# Where to buy hardwood in NY?



## secutanudu (Oct 13, 2011)

I live in upstate NY. The only hardwood dealer that I know of anywhere near me is Curtis Lumber. While good, I'd like to find a second place to compare prices & availability.

I visit family down closer to NYC quite often. I am looking for any hardwood dealers in the upstate NY (Albany) region, or southern NY/Northern NJ. The phone book only leads me to flooring suppliers....

Any ideas? Thanks!


----------



## Zircon (Aug 1, 2009)

Condon Lumber in White Plains NY.
http://www.condonlumber.net/


----------



## Brink (Nov 22, 2010)

Condon is also in Stormville. http://www.condonlumber.net/where.htm

These folks are in Ghent and Hudson.

http://www.ghentwoodproducts.com/home.htm

http://www.meltzlumber.com/home.htm


----------



## jim douglas (Feb 8, 2010)

Ask around for some small sawmill owners. Some of them have kilns & sell lumber. If you were closer to Ithaca NY I could help you with kiln dried hardwoods. I have a woodmizer mill & Kiln for small loads & the species varies. I have a load of red oak in the kiln now & some cherry & silver maple dry. 
good luck,
jim


----------



## knotscott (Nov 8, 2007)

Curtis has a lot of good choices, but being a full service dealer of pre-dimensioned stock, their prices are a little high. Watch the sales and coupons!
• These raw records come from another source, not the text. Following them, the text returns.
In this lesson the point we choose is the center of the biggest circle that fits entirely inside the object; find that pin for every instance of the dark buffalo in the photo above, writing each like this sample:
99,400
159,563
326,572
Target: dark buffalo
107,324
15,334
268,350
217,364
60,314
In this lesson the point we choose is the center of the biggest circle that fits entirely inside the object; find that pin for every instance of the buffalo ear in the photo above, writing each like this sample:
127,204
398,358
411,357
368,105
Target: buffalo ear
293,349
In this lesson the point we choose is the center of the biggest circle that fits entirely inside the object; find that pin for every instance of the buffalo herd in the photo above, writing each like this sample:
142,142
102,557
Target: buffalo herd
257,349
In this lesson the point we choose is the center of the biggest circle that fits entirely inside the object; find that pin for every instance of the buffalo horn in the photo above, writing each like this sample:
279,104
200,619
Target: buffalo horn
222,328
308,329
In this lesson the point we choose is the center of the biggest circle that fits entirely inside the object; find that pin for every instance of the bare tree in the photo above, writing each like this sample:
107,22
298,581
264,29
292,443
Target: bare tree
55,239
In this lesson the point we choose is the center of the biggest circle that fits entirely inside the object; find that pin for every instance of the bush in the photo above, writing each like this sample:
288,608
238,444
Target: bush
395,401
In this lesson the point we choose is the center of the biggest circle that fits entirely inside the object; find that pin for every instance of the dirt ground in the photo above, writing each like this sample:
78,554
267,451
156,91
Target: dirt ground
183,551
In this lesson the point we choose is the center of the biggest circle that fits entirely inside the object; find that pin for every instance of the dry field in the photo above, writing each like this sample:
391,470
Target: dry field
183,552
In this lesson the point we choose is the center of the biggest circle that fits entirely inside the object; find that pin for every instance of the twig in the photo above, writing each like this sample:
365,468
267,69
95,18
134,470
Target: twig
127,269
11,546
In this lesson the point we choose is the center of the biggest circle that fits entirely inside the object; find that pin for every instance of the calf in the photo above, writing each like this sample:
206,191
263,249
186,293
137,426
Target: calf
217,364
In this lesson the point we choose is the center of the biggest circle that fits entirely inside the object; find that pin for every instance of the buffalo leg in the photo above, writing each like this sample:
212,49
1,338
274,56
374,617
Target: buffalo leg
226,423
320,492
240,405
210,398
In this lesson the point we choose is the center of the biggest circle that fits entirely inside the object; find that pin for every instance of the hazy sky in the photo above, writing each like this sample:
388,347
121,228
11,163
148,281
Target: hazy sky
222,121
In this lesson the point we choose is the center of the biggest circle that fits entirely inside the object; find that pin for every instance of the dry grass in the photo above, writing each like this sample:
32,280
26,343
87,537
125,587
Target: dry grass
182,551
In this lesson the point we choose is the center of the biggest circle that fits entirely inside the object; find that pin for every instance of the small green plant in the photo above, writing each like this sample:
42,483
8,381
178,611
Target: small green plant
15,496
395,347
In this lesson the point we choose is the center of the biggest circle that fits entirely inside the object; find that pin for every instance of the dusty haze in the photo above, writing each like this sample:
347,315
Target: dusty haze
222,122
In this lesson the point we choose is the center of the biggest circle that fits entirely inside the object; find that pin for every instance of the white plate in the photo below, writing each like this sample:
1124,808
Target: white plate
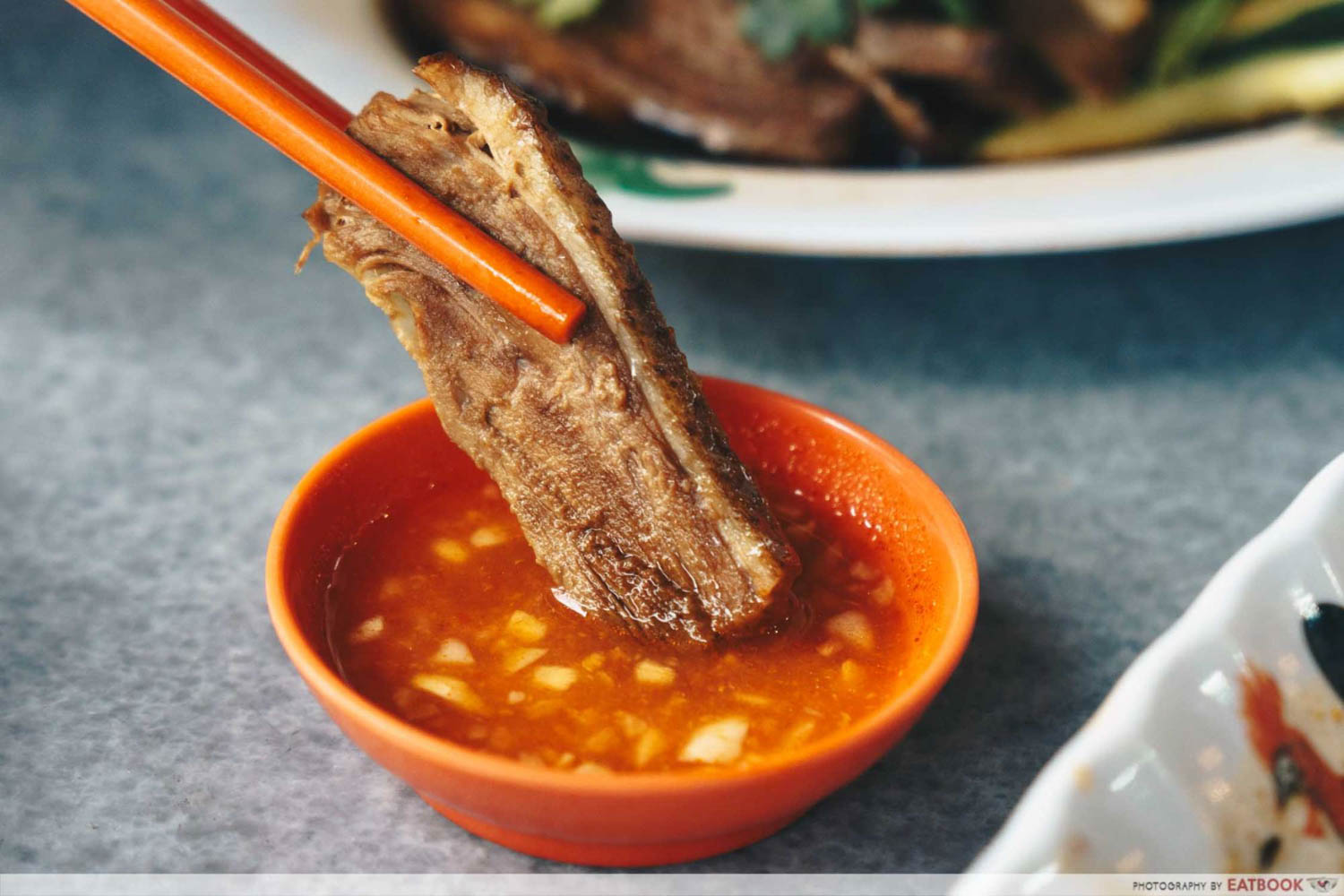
1163,778
1242,182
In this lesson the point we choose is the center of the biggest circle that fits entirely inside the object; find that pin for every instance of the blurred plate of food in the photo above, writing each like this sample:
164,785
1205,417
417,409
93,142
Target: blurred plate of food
1222,748
892,126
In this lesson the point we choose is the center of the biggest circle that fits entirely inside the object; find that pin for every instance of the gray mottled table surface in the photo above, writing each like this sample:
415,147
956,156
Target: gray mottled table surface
1112,427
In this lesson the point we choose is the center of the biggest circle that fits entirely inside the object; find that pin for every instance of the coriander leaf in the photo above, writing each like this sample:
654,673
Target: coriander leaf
961,13
1188,32
556,13
777,27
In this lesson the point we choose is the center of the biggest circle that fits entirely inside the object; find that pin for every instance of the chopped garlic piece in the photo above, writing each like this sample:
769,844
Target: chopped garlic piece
454,651
854,627
556,677
653,673
521,659
454,691
526,627
851,672
718,742
488,536
650,745
367,630
449,549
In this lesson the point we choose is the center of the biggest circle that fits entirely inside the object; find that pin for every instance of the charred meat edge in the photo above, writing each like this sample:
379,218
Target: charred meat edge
710,559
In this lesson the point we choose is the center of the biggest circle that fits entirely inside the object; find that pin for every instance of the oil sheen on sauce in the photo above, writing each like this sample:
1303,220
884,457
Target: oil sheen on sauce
440,614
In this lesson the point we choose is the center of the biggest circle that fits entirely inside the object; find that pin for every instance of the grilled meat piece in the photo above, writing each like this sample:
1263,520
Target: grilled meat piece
604,447
677,65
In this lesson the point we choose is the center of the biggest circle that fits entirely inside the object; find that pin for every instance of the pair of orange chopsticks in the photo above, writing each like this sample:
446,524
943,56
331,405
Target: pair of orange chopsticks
201,48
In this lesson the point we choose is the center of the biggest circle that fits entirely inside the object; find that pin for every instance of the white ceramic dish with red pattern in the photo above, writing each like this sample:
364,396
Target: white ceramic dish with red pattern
1222,747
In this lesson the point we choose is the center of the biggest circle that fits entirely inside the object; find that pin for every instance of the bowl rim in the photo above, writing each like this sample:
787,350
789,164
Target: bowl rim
903,704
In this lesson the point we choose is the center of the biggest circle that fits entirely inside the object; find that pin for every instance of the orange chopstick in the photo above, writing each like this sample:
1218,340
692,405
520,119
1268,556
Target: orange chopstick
277,105
203,16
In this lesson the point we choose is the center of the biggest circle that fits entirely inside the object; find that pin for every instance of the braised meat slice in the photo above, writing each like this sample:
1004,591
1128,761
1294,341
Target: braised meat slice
605,447
677,65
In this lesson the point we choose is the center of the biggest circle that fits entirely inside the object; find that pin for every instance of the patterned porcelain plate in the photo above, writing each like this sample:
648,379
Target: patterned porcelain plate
1241,182
1222,747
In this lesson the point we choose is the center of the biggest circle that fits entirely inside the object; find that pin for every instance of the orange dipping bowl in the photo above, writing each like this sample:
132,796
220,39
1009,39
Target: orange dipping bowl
629,818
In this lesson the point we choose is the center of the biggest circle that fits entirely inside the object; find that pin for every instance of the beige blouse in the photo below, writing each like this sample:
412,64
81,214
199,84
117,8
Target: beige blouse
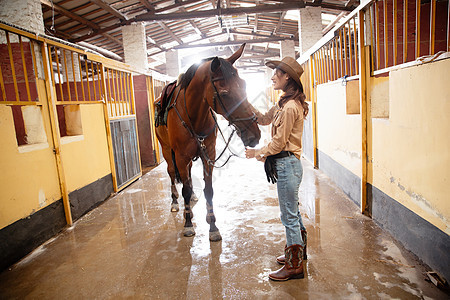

I've never been to this place, but have heard of Lakeshore Hardwoods in Pulaski, NY

There's a lot of timber up your way, it shouldn't be too hard to find a saw mill or rough sawn lumber dealer. You might see if you can find out who supplies Curtis. 

This link might help.... Woodfinder!


----------



## secutanudu (Oct 13, 2011)

Wow thanks everyone!


----------



## bkcprice1 (Jan 1, 2012)

Jim do you sell small quantities of wood?


----------



## chopnhack (Dec 16, 2007)

How about Niagara Lumber. They often advertise in the wood rags. He is outside of Buffalo.


----------



## Tom-G (Nov 11, 2012)

Lakeshore Hardwoods also has a location in downtown Syracuse.

In addition there is Memphis Hardwood Lumber 
www.memphishardwoodlumber.com in Memphis, NY about a 20 minute 
drive from downtown Syracuse. They carry rough sawn hardwood and can plane and square for an additional fee. 
I have purchased from Memphis many times. Paul (the owner) is normally there and is very knowledgable on the various woods.


----------



## jim douglas (Feb 8, 2010)

bkcprice1, 
Yes I sell small quantities of hardwood. 
Jim


----------



## BA in Saratoga (Feb 7, 2019)

I use Northern Hardwoods Lumber Corp in Lake George. Good supply and good pricing. Nice people that help you out or even let you browse


----------



## Packard (Jul 27, 2018)

Brink said:


> Condon is also in Stormville. http://www.condonlumber.net/where.htm
> 
> These folks are in Ghent and Hudson.
> 
> ...


I don't think that the Stormville location is an actual retail outlet. I live closer to Stormville, but I've always been told to visit White Plains. 

They have pretty much everything you want. A solid 2 hour drive from Albany though. With a break it would probably be 2½ hours each way. Stormville would be about 1 hour closer if they allow you to pickup there.

Valente Lumber is much closer. I found them on the Internet and I have no recommendation one way or the other. About 20 minutes from Albany.

https://www.valentelumber.com/lumbe...ut/beech/cedar/birch/butternut/hickory/poplar


----------